Published Fri, Sep 4 2009 2:04 AM | laminustacitus

It is now time to move from a case where credits are given to producers to where consumers are being given credits. Indeed, the general effects of an increase of money via consumers' credits, which will result in an increased relative demand for consumers' goods compared to producers' ones, results in the inverse of the previous scenario where there is an increase through producers' credits. The sudden injection of money into the economy done by the purchasing of consumers' goods will result in entrepreneurs investing in shorter processes of production in order to take advantage of the large profit margins to be obtained in the markets for consumers' goods.


Obviously, once consumers have been given consumer-credits they will then proceed to purchase a greater quantity of consumers' goods than prior, but the structure of production at the time, having been created for a vastly lower consumer-demand, cannot produce enough to satiate consumer-demand. Due to the fact that there is now a large discrepancy between supply, and demand, the rise in consumer prices will be considerable, and this will result in greater profit-margins to be obtained from later stages of production compared to stages closer to the original means of production. The resulting prices, only the result of the scarcity of consumers' goods, will have the effect that production will shrink to fewer stages than will be necessary after those goods have reached equilibrium price once the scarcity has been alleviated.
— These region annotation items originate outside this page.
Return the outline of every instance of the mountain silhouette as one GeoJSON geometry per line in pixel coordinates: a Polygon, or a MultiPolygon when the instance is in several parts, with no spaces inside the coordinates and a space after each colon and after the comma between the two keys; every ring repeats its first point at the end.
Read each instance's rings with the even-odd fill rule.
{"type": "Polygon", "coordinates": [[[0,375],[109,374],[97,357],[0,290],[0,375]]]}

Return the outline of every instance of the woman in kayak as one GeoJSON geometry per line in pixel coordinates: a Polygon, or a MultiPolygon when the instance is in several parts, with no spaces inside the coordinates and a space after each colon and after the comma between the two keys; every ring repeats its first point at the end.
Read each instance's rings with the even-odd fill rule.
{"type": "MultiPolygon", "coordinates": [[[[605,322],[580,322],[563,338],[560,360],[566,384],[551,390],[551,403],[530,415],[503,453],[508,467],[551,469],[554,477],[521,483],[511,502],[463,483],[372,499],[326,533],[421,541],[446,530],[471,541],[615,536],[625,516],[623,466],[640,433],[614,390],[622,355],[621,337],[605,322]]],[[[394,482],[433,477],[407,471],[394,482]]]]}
While the structure of production is being altered to fit a more present-orientated economy, original factors, and the more mobile producers' goods will be in high demand, and, as a result, the longer production-processes will become less profitable – strengthening the trend towards shorter ones. Producers' goods of a more specific character created for the prior state of equilibrium will fall in price as their complementary nonspecific goods are reinvested in shorter processes; ergo, the production of those producers' goods will cease. In addition, though capital in the later stages of production is generally of a highly specific character, entrepreneurs may very well employ original factors in order to the consumers' goods that have yet to be finished. Nevertheless, the fall in the prices of intermediate products with be across the board, and entrepreneurs will hence stop work in the earlier stages of production once they realize their unprofitability.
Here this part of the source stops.